I debugged it in a windows machine and found that the issue comes from wandb (see reported issue).
The error is specifically at unit test test_rnn_model.py/test_train when:

assert Path("wandb/latest-run/files/model-best.h5").exists()

Indeed, in windows, the simlink to latest-run is not automatically created by wandb.

Other options, provided by wandb, to access the files of the latest run include:

  • Syncing the runs to wandb and then retrieving the run with the closes creation date.
  • Creating a docker container to have dry-runs locally in your machine.
    Both options are an overkill for unit tests.

A dirty option is to manually search for the latest folder, but this seems hard to generalize across platforms: unix and win32. Including a variable platform might be an option, but it comes at a cost: complexification of the code and maintance of such code is more prone to errors.

I have added a decorator to test_train so that is skipped if on windows: sys.platform=='win32'.
Debugging this, I also found that keras models created and saved in macOS cannot be loaded in windows, but a model created and saved in windows can be loaded in windows.
Thus, I deactivated the check for loading a full model, which is of course not ideal...

I've created branch test_windows_wandb_simlink, to try a few things that wandb maintainers suggested.

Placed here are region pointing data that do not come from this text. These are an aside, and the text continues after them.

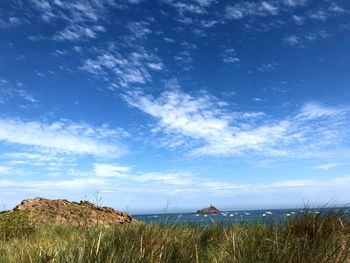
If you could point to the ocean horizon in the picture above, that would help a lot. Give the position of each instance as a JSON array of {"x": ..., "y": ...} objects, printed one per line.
[{"x": 232, "y": 216}]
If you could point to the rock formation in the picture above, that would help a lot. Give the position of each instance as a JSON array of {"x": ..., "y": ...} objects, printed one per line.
[{"x": 41, "y": 211}]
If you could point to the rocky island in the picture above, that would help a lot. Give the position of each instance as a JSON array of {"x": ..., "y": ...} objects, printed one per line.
[
  {"x": 42, "y": 211},
  {"x": 208, "y": 210}
]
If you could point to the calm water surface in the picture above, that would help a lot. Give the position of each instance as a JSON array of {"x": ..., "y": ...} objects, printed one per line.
[{"x": 278, "y": 215}]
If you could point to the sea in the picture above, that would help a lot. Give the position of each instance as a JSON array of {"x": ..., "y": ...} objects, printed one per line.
[{"x": 226, "y": 217}]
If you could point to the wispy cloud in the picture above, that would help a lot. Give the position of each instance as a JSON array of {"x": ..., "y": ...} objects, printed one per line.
[
  {"x": 69, "y": 138},
  {"x": 110, "y": 170},
  {"x": 246, "y": 9},
  {"x": 78, "y": 33},
  {"x": 229, "y": 56},
  {"x": 299, "y": 40},
  {"x": 10, "y": 91},
  {"x": 5, "y": 169},
  {"x": 327, "y": 166},
  {"x": 206, "y": 128},
  {"x": 126, "y": 68}
]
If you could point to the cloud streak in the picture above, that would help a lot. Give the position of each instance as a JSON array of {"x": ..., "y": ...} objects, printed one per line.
[
  {"x": 67, "y": 138},
  {"x": 204, "y": 126}
]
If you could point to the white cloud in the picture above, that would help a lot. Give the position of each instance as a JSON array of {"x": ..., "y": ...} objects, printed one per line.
[
  {"x": 268, "y": 67},
  {"x": 326, "y": 166},
  {"x": 5, "y": 169},
  {"x": 169, "y": 178},
  {"x": 300, "y": 39},
  {"x": 9, "y": 92},
  {"x": 127, "y": 68},
  {"x": 78, "y": 33},
  {"x": 246, "y": 9},
  {"x": 109, "y": 170},
  {"x": 299, "y": 20},
  {"x": 314, "y": 110},
  {"x": 58, "y": 136},
  {"x": 35, "y": 185},
  {"x": 295, "y": 3},
  {"x": 229, "y": 56},
  {"x": 203, "y": 125},
  {"x": 292, "y": 40}
]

Specifically:
wandb.init(settings=wandb.Settings(symlink=True)) But only for windows, since for other platforms such setting is not necessary.
It seems that now folder latest-run exists but I got now a new error:

PermissionError: [WinError 32] The process cannot access the file because it is being used by another process: 'wandb\\debug-cli.runneradmin.log'

Such error message is triggered when trying to remove wandb folder. I tried adding if sys.platform=='win32': wandb.finish(), but I still get the error message.

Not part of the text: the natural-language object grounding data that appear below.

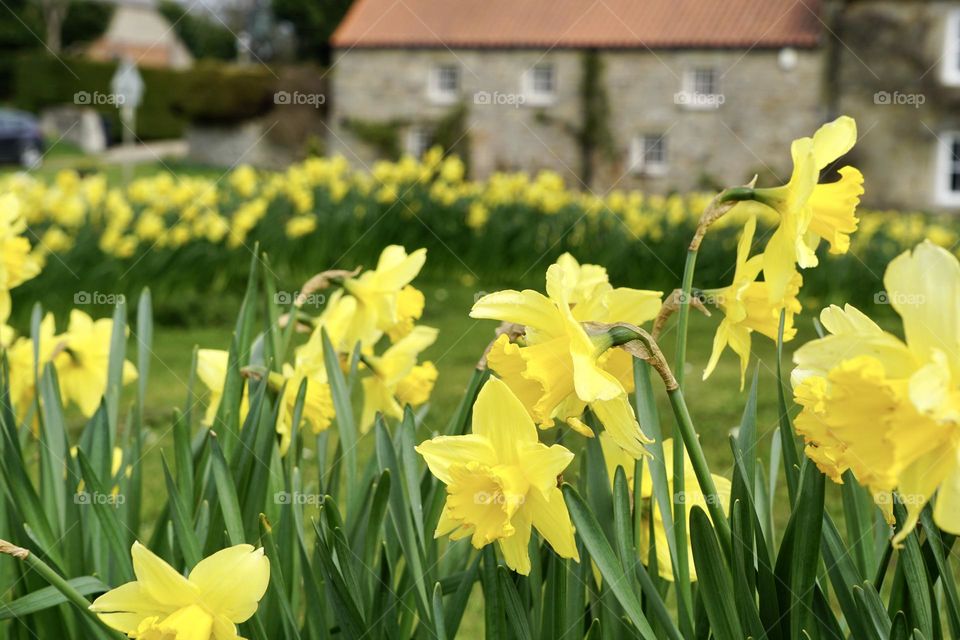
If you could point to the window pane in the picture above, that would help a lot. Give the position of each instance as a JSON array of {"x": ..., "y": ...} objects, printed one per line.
[
  {"x": 654, "y": 150},
  {"x": 448, "y": 79},
  {"x": 543, "y": 79},
  {"x": 705, "y": 82}
]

After a lot of research on this issue I come to the conclusion that in wandb framework debug-cli.{user_name}.log is not closed properly until the python process is finished. This is of course not a problem in unix, but in windows is not possible to delete the folder containing such file. This is particularly annoying in the unit tests because the teardown (deleting created folders and files) cannot be completed.
A possible solution is to not delete wandb folder in the windows case, but this means that windows users running the tests will get this weird wandb folder. In the case of the github runners that will not be a problem.
I also tried wandb sync --clean-force but that would throw an error if the user is not logged in, and possibly pollute the wandb workspace.